Surbooké

Le blog de Laurent Bisault

Une époque en or, Titiou Lecoq, Éditions L’Iconoclaste

Avr 11, 2024 #L'Iconoclaste

Difficile de résumer mes sentiments à la fin de la lecture de ce troisième roman de Titiou Lecoq tant il m’a fait passer par des états contradictoires. Le plaisir de retrouver une autrice dont j’ai déjà parlé avec joie sur ce blog, le sentiment de ne pas être à ma place en suivant une chasse au trésor, et à la fin une profonde émotion. Petite présentation de la dame pour commencer. Titiou Lecoq est une jeune femme connue pour ses écrits féministes qui commença sa vie professionnelle comme journaliste. J’avais beaucoup aimé son premier roman Les Morues lu avant la création de Surbooké et que vous ne trouverez donc pas ici. Vous pourrez par contre lire ma chronique enthousiaste du suivant, La théorie de la tartine, une histoire d’amitié à l’époque où on commençait à comprendre les dangers d’Internet. Et que dire de sa biographie de Balzac, Honoré et moi , un bouquin totalement improbable qui fut très justement primé. Rendre contemporain une sommité littéraire du XIX° n’est pas donné à tout le monde ! Depuis Titiou Lecoq nous parle surtout de la dureté de la vie des femmes, des féminicides, de l’argent dont elles sont privées au sein des couples, de leur charge mentale qui les amènent à être les seules à utiliser les balais à chiottes comme si les hommes ne parvenaient pas à briser « un sol de verre » (voir Libérées).

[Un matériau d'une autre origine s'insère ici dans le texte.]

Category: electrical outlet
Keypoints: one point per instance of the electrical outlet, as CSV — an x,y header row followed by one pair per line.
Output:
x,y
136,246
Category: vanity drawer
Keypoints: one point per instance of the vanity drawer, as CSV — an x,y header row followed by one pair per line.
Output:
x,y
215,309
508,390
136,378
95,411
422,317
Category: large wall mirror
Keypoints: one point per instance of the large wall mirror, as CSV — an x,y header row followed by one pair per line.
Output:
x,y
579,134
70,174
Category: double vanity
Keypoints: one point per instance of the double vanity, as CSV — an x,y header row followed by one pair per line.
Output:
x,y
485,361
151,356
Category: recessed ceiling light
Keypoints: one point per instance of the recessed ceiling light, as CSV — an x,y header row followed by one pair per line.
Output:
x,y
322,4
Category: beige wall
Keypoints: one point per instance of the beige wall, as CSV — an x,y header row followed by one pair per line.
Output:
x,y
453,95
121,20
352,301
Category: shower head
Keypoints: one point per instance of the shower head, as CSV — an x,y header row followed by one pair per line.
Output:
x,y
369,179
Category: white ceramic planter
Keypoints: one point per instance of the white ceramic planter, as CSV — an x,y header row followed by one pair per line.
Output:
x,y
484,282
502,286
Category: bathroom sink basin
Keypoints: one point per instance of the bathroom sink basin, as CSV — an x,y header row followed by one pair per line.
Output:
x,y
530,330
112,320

Chloé a pourtant fait au moins autant d’études que son compagnon

Une époque en or est un peu tout cela à la fois car Titiou Lecoq y a mis beaucoup de ce qui constitue sa vie. Ses angoisses devant le changement climatique, la vie en couple, l’éducation des enfants dont elle parle souvent sur son compte Instagram. Elle y a récemment expliqué avoir proposé au plus âgé de ses fils de partir avec lui un week-end dans un lieu de son choix. Chloé Berthoul sa nouvelle héroïne est une trentenaire ordinaire, taille moyenne, poids moyen, cheveux châtains, qui habite à Gabarny une ville moyenne. Aucun signe distinctif sinon sa fréquentation des Belles-Mères anonymes (BMA), un groupe d’aide et d’écoute car Chloé en plus de Greg son compagnon a un fils de dix ans Raoul et surtout une belle-fille de neuf ans Colette. Chloë a conscience de l’inégale répartition des tâches au sein de son foyer. C’est elle qui s’occupe le plus souvent des petits malgré les difficultés rencontrées avec Colette qui la font culpabiliser. Il est vrai que Greg dispose officiellement de moins de temps car il gère un bar. On ne peut pas tout faire dans la vie : s’occuper des poivrots, se taper les courses et aller voir les profs à l’école. Chloë a pourtant fait au moins autant d’études que son compagnon. Titulaire d’un master de linguistique, elle s’occupe de la communication d’entreprises, un boulot qu’elle qualifie de moins plaisant que de manger du chocolat mais compatible avec un travail à domicile, et apte à remplir son compte en banque. Cela donne une femme qui peine à sortir de sa dépression léthargique et qui ne se plaint jamais. Arrive alors un événement imprévu qui amène Chloé à devenir « La Lucien de Rubempré de la chasse au trésor » en compagnie de ses enfants et d’un jeune voisin. Balzac un jour, Balzac toujours !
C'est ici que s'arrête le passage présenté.